A head who turned around the performance of a London comprehensive school has been knighted in the Queen's birthday honours list.

William Atkinson, who leads Phoenix High in Hammersmith, west London, was honoured for his services to education and community relations. The Jamaican-born head, who was described as "an inspirational figure" by his local authority, was one of 15 heads to feature in the honours list. Page 18

The Liberal Democrats called for the scrapping of national tests for seven- and 14-year-olds. Nick Clegg became the first major party leader to call for the abolition of the tests at key stages 3 and 1, although the latter are already based on teacher assessments rather than an externally marked exam.

He also called for a dramatically slimmed-down version of the national curriculum to give teachers more freedom. All schools should get the same freedoms as academies to choose what they teach, he said.

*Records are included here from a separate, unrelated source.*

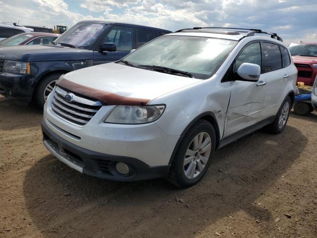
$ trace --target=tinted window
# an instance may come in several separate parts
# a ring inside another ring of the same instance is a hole
[[[236,69],[243,63],[251,63],[261,66],[261,48],[260,43],[251,44],[242,51],[236,59]]]
[[[288,46],[292,56],[317,57],[317,44],[294,44]]]
[[[284,67],[287,67],[291,64],[291,60],[289,58],[288,51],[284,47],[280,47],[282,53],[282,58],[283,58],[283,65]]]
[[[56,38],[54,36],[42,36],[38,37],[27,44],[27,45],[49,45]]]
[[[140,47],[155,38],[156,38],[156,36],[154,35],[154,31],[147,29],[138,29],[138,44],[137,47]]]
[[[266,73],[282,68],[282,57],[278,46],[266,42],[262,43],[261,45],[264,56],[264,72]]]
[[[114,26],[103,43],[115,43],[118,51],[130,51],[132,49],[132,28]]]
[[[237,42],[207,37],[163,36],[124,59],[136,65],[157,65],[187,71],[196,78],[205,79],[222,63]]]
[[[24,31],[21,31],[21,33]],[[9,28],[6,27],[0,27],[0,37],[1,38],[7,38],[11,36],[17,35],[19,33],[15,33],[15,29],[13,28]]]

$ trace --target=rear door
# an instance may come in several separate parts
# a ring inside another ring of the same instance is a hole
[[[118,60],[130,53],[134,46],[133,30],[133,27],[113,26],[94,51],[94,65]],[[117,51],[101,51],[99,47],[107,42],[115,43]]]
[[[252,42],[238,55],[232,65],[233,77],[243,63],[262,66],[260,42]],[[266,79],[261,73],[258,82],[235,80],[231,83],[231,94],[225,120],[224,137],[256,123],[261,119],[261,112],[265,92]]]
[[[289,91],[289,75],[283,67],[282,55],[277,44],[261,42],[263,58],[263,71],[266,78],[266,90],[263,115],[264,118],[274,116]]]
[[[138,28],[137,30],[137,48],[158,37],[156,31],[152,29]]]

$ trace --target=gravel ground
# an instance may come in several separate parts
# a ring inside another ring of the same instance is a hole
[[[68,168],[43,145],[42,117],[0,97],[0,238],[317,237],[316,113],[220,149],[185,190]]]

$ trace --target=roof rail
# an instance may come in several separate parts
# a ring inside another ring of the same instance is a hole
[[[221,32],[219,31],[217,31],[217,33],[220,34],[236,34],[237,33],[240,34],[241,33],[246,33],[244,37],[247,37],[248,36],[254,36],[255,34],[266,34],[267,35],[269,35],[270,36],[271,38],[275,39],[278,41],[283,42],[283,40],[279,36],[277,35],[276,33],[272,33],[270,32],[266,32],[265,31],[263,31],[262,30],[259,29],[247,29],[247,28],[236,28],[234,27],[193,27],[193,28],[186,28],[186,29],[182,29],[180,30],[178,30],[178,31],[175,31],[175,32],[181,32],[184,30],[200,30],[203,29],[232,29],[232,30],[235,30],[234,32],[229,32],[228,31],[226,31],[225,32]],[[215,32],[215,33],[216,33]]]

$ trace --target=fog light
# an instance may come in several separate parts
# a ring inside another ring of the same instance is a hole
[[[122,162],[119,162],[115,165],[117,171],[122,175],[126,175],[129,173],[129,167],[127,165]]]

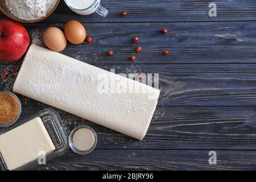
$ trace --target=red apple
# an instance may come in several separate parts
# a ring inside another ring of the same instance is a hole
[[[30,44],[30,36],[20,24],[0,19],[0,61],[19,60]]]

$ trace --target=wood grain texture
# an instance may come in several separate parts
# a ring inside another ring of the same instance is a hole
[[[21,118],[48,107],[23,107]],[[68,134],[93,127],[98,150],[256,150],[256,107],[157,107],[143,141],[57,111]]]
[[[254,170],[256,154],[216,151],[217,165],[208,163],[209,151],[94,150],[85,156],[71,150],[37,170]],[[114,156],[114,157],[113,157]]]
[[[31,43],[44,46],[47,27],[63,28],[71,19],[83,22],[93,43],[68,44],[64,54],[117,73],[159,73],[162,91],[143,141],[57,109],[68,133],[88,125],[96,131],[98,145],[88,155],[69,150],[34,169],[255,170],[256,1],[214,2],[217,16],[210,18],[209,2],[203,0],[102,0],[110,13],[104,18],[76,15],[62,1],[45,20],[24,24]],[[167,34],[160,32],[163,28]],[[136,44],[135,35],[140,38]],[[139,53],[137,45],[143,48]],[[168,56],[162,54],[166,49]],[[114,56],[108,55],[109,49]],[[129,60],[133,54],[135,63]],[[11,72],[7,80],[0,77],[0,90],[12,90],[13,72],[21,63],[0,63],[0,75]],[[19,97],[21,119],[49,107]],[[217,151],[217,165],[208,164],[210,150]]]
[[[64,23],[26,24],[31,43],[44,46],[44,31]],[[68,44],[61,53],[90,64],[256,63],[256,22],[84,24],[93,43]],[[102,27],[104,28],[102,28]],[[35,28],[36,27],[36,28]],[[169,32],[162,34],[163,27]],[[132,38],[138,36],[134,43]],[[138,53],[136,47],[142,51]],[[108,55],[109,50],[114,56]],[[168,49],[168,56],[163,53]]]
[[[211,1],[210,1],[211,2]],[[217,17],[208,15],[210,2],[204,0],[103,0],[102,5],[109,11],[104,18],[96,13],[79,16],[69,10],[62,1],[55,12],[43,23],[65,22],[71,19],[89,22],[148,22],[230,21],[256,20],[256,2],[254,0],[216,0]],[[127,15],[120,15],[125,10]],[[5,17],[0,14],[0,18]]]
[[[255,106],[256,64],[97,65],[116,73],[159,73],[159,106]],[[1,68],[2,68],[2,69]],[[0,65],[0,70],[5,70]],[[12,67],[13,70],[18,69]],[[6,68],[7,69],[7,68]],[[72,76],[72,75],[71,76]],[[14,80],[0,78],[0,87],[11,90]],[[24,106],[38,105],[20,97]]]

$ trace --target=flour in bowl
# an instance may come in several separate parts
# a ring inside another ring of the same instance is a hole
[[[8,9],[15,16],[33,20],[46,16],[57,0],[5,0]]]

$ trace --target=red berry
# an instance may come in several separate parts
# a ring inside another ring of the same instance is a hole
[[[166,28],[163,28],[162,30],[162,32],[163,34],[166,34],[166,33],[167,33],[167,32],[168,32],[168,30]]]
[[[3,73],[2,75],[2,78],[3,80],[5,80],[7,78],[7,77],[10,75],[10,71],[8,70],[6,70],[3,72]]]
[[[141,48],[141,46],[138,46],[138,47],[136,48],[136,51],[137,51],[137,52],[141,52],[141,50],[142,50],[142,48]]]
[[[134,55],[133,55],[131,56],[131,60],[133,61],[134,61],[136,60],[136,56]]]
[[[114,51],[113,51],[112,50],[109,51],[109,56],[114,55]]]
[[[92,42],[92,38],[90,36],[88,36],[88,37],[87,37],[86,41],[87,41],[87,42]]]
[[[122,16],[126,16],[126,15],[127,15],[126,11],[122,11],[122,13],[121,13],[121,15]]]
[[[18,72],[15,72],[14,73],[13,73],[13,75],[14,75],[15,77],[16,77],[18,76],[18,73],[19,73]]]
[[[134,36],[133,37],[133,42],[138,42],[138,40],[139,40],[139,38],[138,36]]]

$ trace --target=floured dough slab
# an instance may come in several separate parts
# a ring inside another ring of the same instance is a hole
[[[108,91],[112,84],[121,85],[123,90],[133,87],[134,92]],[[107,92],[101,92],[101,88]],[[29,48],[13,90],[139,140],[146,135],[160,93],[146,84],[36,45]]]
[[[9,170],[36,160],[40,151],[55,150],[41,118],[35,118],[0,135],[0,152]]]

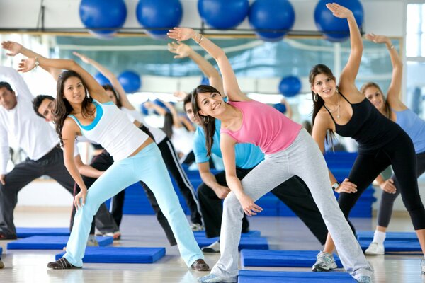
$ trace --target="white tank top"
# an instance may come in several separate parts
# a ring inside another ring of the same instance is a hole
[[[75,116],[69,117],[76,122],[84,136],[103,146],[115,161],[130,156],[149,138],[112,101],[99,103],[94,100],[94,104],[96,117],[90,125],[82,125]]]

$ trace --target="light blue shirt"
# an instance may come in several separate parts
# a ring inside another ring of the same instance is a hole
[[[215,132],[211,153],[222,158],[220,149],[220,128],[221,122],[215,120]],[[210,158],[207,156],[205,146],[205,134],[201,127],[198,127],[193,136],[193,153],[197,163],[208,162]],[[264,154],[260,148],[251,144],[237,144],[234,146],[236,156],[236,167],[242,169],[249,169],[257,166],[264,159]]]

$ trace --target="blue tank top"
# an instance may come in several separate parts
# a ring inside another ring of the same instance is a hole
[[[354,139],[358,144],[359,152],[378,149],[391,142],[402,131],[400,126],[382,115],[366,98],[358,103],[351,103],[341,91],[339,94],[353,108],[353,116],[346,124],[336,124],[331,112],[323,106],[335,123],[336,133]]]
[[[410,137],[415,152],[425,152],[425,121],[410,109],[394,112],[397,115],[395,122]]]

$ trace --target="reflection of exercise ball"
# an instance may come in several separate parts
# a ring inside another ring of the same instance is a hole
[[[139,23],[148,28],[146,32],[151,37],[166,39],[169,30],[180,25],[183,7],[179,0],[140,0],[136,16]]]
[[[140,76],[132,71],[125,71],[118,76],[120,83],[128,93],[132,93],[139,90],[142,86]]]
[[[202,76],[202,79],[200,79],[200,83],[202,85],[204,86],[209,86],[210,85],[210,80],[208,79],[208,78],[207,78],[206,76]]]
[[[113,28],[91,30],[101,37],[107,38],[124,25],[127,7],[123,0],[82,0],[79,6],[79,16],[87,28]]]
[[[333,2],[349,8],[353,12],[357,25],[361,27],[363,20],[363,9],[359,0],[335,0]],[[320,0],[314,10],[316,26],[332,42],[341,42],[350,37],[350,29],[346,18],[336,18],[326,7],[328,0]]]
[[[208,25],[218,29],[233,28],[245,18],[248,0],[198,0],[198,11]]]
[[[249,18],[255,29],[288,30],[295,21],[295,12],[288,0],[256,0],[251,5]],[[264,41],[278,41],[286,32],[256,31],[256,33]]]
[[[279,83],[279,91],[286,97],[295,96],[300,91],[301,91],[301,81],[296,76],[285,76]]]
[[[101,86],[103,86],[104,84],[110,85],[110,81],[109,81],[109,80],[101,73],[97,73],[96,75],[94,75],[94,79],[98,83],[99,83]]]
[[[286,105],[283,103],[276,103],[273,105],[273,107],[279,110],[280,113],[285,114],[286,112]]]

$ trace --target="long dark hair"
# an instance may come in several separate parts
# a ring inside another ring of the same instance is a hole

Parents are being forced to pawn Rolex watches and sports cars to raise the money they need for private school fees, it was reported.

High-end pawnbrokers have reported a surge in business from professionals needing quick money to get them through the credit crunch, the Financial Times said. Diamond rings, designer watches and even an Aston Martin car have been used as collateral to raise money.

Ministers announced that schools would be given a list of espionage, ghost and thriller books to help engage boys in reading.

The selection, aimed at five- to 11-year-olds, was put together by the pound;5 million Primary Boys into Books scheme, which has also urged fathers to read to their children. Traditional childhood favourites, such as Roald Dahl and Enid Blyton, have been left off the list to make way for Japanese-style Manga comics.

Pupils need to do more experiments in science lessons to improve stalled standards in the subject, school inspectors said.

The testing regime and teachers sticking too closely to the national curriculum are creating repetitive lessons that fail to engage pupils, according to Ofsted.

Teachers need to abandon text books and give pupils freedom to carry out their own investigations, inspectors said. But they also found that teachers, especially in primary schools, need more training to develop their knowledge. Page 18.